Mickey Hergert

Personal information
- Nationality: American
- Born: December 30, 1941 (age 83) Portland, Oregon, U.S.
- Education: Lewis & Clark

Sport
- Sport: Football
- Position: Running back

= Mickey Hergert =

American athlete and coach (born 1941)

Mickey Hergert (born December 30, 1941) is a former American football running back and baseball player and coach in the National Association of Intercollegiate Athletics (NAIA) with Lewis & Clark College.

==Early years==
Hergert attended Jefferson High School, playing football as a two-way player, basketball and baseball.

As a sophomore (1957) and junior (1958), he contributed to his team achieving a 23–0 record, including two Class A-1 football state championships. The Democrats 1958 team is regarded as one of the greatest in Oregon prep history, which had a backfield that included him at halfback, quarterback Terry Baker (Heisman Trophy winner at Oregon State University), halfback Mel Renfro (future Pro Football Hall of Famer) and Raye Renfro at fullback (in 1958 he broke a Portland Interscholastic League record with 24 touchdowns). He even played some snaps at guard as a senior (1959).

==College career==

===University of Washington===
Hergert accepted a football scholarship from the University of Washington, but decided to transfer to Lewis & Clark College after a few weeks.

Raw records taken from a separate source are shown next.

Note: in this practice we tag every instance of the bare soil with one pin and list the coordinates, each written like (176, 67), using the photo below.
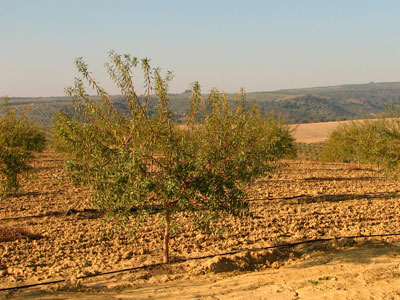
(50, 231)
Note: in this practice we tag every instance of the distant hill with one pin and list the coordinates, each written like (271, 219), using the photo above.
(308, 105)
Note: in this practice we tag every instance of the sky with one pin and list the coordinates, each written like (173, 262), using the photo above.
(227, 44)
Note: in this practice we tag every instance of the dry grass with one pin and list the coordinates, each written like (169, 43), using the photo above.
(13, 233)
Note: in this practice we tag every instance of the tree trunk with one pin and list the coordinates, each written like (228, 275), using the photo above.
(166, 238)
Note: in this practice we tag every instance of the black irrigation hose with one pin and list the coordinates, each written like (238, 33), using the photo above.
(53, 214)
(288, 245)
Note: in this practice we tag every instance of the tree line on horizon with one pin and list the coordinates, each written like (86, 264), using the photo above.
(294, 106)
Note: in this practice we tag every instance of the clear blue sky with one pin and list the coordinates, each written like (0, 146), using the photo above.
(228, 44)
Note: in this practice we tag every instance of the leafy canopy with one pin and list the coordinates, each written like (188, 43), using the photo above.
(368, 141)
(138, 164)
(19, 139)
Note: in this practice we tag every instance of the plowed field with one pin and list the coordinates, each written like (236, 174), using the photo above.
(50, 231)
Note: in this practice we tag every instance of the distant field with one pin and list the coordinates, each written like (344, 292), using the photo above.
(314, 132)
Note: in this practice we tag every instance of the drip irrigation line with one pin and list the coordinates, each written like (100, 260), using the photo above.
(54, 214)
(288, 245)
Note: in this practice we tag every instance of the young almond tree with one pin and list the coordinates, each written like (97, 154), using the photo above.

===Lewis & Clark College===
In accordance to the National Association of Intercollegiate Athletics (NAIA) rules, he sat out his first year but didn't lose any eligibility.

As a senior running back in 1963 he was a Williamson System first team All-American and second team NAIA. During his career he was a four-time all-Northwest Conference selection; in 36 games he averaged 106.5 yards per game(6.1 yards per carry) and scored 296 career points (102 in 8 games as a senior).

He finished his college football career as one of the leading ground gainers in the nation, the leading rusher in the Northwest Conference and Lewis & Clark College history. He was the second leading rusher in NAIA history to Brad Husted by 107 yards, because as a senior his college accepted a game cancellation request from the Oregon College of Education; this canceled game also reduced their possible win total and left them out of the teams selected to advance to the playoffs.

The 1963 football team that he was a part of was one of the greatest in school history, finishing undefeated with an 8–0 overall record. The team outscored its opponents by an average of 25 points a game, including 41–0 and 40–0 blowouts of College of Idaho and Whitworth University, respectively. The game against Pacific University still holds the school record for most yards rushing in a single game (457).

Hergert was also a four-year letterman in baseball, where as an infielder he was named all-Northwest Conference three times. He also lettered one year in basketball.

In 1979, he was inducted into the Lewis & Clark College Hall of Fame.

==Personal life==
Hergert was the baseball coach at Lewis & Clark College for 12 years, before leaving in 1980 to go into the insurance business. He also was a college and high school basketball official.